La sclérose latérale amyotrophique est une maladie neurodégénérative grave qui touche 7000 adultes en France, caractérisée par une atteinte des motoneurones au niveau du cortex et de la moelle épinière et résultant par la paralysie et le décès des patients 2 à 5 ans après le diagnostic. Le seul traitement utilisé en clinique, le Riluzole, ne permet de prolonger la survie que de 2 mois en moyenne.

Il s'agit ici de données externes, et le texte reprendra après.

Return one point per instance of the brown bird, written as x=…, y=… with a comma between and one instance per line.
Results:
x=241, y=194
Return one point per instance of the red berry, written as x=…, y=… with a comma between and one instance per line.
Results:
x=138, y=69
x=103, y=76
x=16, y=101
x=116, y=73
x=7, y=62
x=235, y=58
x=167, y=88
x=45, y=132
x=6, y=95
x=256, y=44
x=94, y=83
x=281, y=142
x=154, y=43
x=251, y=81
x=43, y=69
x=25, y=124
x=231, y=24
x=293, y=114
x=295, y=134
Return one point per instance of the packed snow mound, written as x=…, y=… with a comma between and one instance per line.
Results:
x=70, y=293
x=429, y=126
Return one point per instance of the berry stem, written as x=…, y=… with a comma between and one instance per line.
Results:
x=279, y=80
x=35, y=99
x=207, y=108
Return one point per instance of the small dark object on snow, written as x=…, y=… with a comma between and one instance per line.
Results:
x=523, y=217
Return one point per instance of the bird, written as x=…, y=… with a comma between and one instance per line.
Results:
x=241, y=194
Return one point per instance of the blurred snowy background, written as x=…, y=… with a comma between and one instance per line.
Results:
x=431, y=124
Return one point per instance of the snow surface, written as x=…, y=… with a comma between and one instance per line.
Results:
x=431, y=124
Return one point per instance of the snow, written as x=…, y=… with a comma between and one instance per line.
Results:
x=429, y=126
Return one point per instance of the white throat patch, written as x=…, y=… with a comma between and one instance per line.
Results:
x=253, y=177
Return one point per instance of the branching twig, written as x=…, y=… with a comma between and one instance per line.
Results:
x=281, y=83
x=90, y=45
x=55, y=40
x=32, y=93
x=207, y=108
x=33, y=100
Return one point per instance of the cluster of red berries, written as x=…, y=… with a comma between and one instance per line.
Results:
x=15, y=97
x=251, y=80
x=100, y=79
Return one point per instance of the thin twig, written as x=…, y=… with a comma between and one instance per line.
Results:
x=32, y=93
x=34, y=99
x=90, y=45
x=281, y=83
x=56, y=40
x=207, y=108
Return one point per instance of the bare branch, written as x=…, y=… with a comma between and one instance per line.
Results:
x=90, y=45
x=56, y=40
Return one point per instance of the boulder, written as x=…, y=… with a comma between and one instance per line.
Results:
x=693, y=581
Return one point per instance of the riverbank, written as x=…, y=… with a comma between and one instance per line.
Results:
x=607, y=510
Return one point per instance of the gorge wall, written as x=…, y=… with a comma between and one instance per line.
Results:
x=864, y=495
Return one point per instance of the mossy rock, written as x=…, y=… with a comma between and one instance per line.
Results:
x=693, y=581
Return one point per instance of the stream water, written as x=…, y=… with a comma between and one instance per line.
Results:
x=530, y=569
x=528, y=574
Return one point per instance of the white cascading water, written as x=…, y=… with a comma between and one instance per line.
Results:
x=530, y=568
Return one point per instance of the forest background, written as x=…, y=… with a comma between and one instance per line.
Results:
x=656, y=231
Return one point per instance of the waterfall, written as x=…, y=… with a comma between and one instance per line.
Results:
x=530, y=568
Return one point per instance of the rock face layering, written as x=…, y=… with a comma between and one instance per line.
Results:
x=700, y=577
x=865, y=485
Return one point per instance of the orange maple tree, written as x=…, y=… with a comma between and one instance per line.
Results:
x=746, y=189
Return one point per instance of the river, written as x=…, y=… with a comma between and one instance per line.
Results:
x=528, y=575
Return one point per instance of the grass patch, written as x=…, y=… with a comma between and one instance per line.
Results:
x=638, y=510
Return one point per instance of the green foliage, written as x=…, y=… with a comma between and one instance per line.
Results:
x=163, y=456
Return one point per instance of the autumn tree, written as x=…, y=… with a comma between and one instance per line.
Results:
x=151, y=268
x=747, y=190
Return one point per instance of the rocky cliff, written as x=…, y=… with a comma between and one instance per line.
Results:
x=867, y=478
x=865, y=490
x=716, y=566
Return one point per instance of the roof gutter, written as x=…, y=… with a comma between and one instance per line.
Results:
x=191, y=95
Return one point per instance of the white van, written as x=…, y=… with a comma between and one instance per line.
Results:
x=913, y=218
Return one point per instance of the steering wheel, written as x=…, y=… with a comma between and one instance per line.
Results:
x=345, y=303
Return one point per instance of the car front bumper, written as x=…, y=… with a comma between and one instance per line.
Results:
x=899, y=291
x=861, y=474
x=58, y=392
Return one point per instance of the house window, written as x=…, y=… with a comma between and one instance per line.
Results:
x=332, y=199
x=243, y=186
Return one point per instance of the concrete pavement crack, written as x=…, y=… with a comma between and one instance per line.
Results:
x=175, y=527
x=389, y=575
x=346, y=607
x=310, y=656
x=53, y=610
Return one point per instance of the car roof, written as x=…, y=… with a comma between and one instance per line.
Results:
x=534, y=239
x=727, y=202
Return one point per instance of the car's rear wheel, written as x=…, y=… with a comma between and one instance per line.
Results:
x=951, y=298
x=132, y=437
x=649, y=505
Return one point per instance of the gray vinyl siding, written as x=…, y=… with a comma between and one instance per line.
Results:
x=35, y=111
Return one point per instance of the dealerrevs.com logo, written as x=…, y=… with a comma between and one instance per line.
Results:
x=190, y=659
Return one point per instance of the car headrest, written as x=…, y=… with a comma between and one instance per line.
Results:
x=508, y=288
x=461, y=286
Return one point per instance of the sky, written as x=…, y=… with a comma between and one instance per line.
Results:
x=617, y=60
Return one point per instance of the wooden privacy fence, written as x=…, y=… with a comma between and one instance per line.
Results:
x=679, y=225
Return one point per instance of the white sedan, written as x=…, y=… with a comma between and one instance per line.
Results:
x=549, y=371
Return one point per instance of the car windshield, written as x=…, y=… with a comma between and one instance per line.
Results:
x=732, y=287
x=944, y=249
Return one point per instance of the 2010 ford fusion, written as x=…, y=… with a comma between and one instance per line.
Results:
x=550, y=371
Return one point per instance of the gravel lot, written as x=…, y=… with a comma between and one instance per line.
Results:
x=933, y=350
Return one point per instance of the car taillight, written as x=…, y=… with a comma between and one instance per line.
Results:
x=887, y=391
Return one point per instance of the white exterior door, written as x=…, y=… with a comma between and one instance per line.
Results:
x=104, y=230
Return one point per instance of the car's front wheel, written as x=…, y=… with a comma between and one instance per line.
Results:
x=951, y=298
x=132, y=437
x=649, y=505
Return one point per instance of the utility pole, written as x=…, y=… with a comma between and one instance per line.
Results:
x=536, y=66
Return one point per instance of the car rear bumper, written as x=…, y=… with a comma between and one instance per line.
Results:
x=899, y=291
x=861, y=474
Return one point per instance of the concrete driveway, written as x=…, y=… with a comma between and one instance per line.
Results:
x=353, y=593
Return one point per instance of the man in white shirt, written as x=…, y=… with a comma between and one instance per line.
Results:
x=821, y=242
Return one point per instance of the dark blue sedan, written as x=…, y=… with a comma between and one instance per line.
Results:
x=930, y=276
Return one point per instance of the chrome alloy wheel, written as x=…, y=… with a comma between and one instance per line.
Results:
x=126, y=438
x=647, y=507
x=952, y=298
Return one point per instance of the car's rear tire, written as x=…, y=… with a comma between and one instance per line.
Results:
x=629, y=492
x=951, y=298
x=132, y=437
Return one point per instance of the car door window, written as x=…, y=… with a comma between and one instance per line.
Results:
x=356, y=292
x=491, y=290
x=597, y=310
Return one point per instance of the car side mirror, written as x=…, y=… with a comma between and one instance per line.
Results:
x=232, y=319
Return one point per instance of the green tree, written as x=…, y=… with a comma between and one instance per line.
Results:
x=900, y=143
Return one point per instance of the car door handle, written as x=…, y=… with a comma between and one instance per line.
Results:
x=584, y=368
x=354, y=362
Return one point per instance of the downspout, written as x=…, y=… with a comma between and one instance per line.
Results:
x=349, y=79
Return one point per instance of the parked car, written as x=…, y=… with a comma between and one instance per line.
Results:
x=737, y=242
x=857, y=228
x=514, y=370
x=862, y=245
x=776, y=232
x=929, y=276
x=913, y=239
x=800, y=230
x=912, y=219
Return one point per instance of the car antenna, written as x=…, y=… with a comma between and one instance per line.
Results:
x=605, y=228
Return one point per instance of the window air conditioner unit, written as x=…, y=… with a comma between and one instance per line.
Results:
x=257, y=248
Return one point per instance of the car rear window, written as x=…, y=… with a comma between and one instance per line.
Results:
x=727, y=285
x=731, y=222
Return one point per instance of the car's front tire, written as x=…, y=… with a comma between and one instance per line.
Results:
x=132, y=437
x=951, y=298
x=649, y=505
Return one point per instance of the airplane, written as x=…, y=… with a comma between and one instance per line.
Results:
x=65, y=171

Les barrières entre le sang et le cerveau, hémato encéphalique et entre le sang et la moelle épinière, hémato médullaire sont des structures limitant le passage des molécules du sang vers le système nerveux central et représentent donc un challenge dans le traitement des maladies neurologiques et particulièrement de la sclérose latérale amyotrophique, qui ne trouve à ce jour pas de traitement satisfaisant. Il est aujourd’hui possible d’ouvrir cette barrière de manière transitoire et sans danger. Il a été montré que certaines cellules immunitaires dans des modèles murins de sclérose latérale amyotrophique permettaient de ralentir la progression de la maladie. L’objectif de notre étude sera de réaliser une approche combinée, avec une stimulation de ces cellules immunitaires associée à une ouverture transitoire des barrières hémato-médullaire et encéphalique, permettant d’augmenter leur infiltration dans le système nerveux central pour ralentir d’autant plus la progression de la maladie.

Quels sont les bénéfices susceptibles de découler de ce projet?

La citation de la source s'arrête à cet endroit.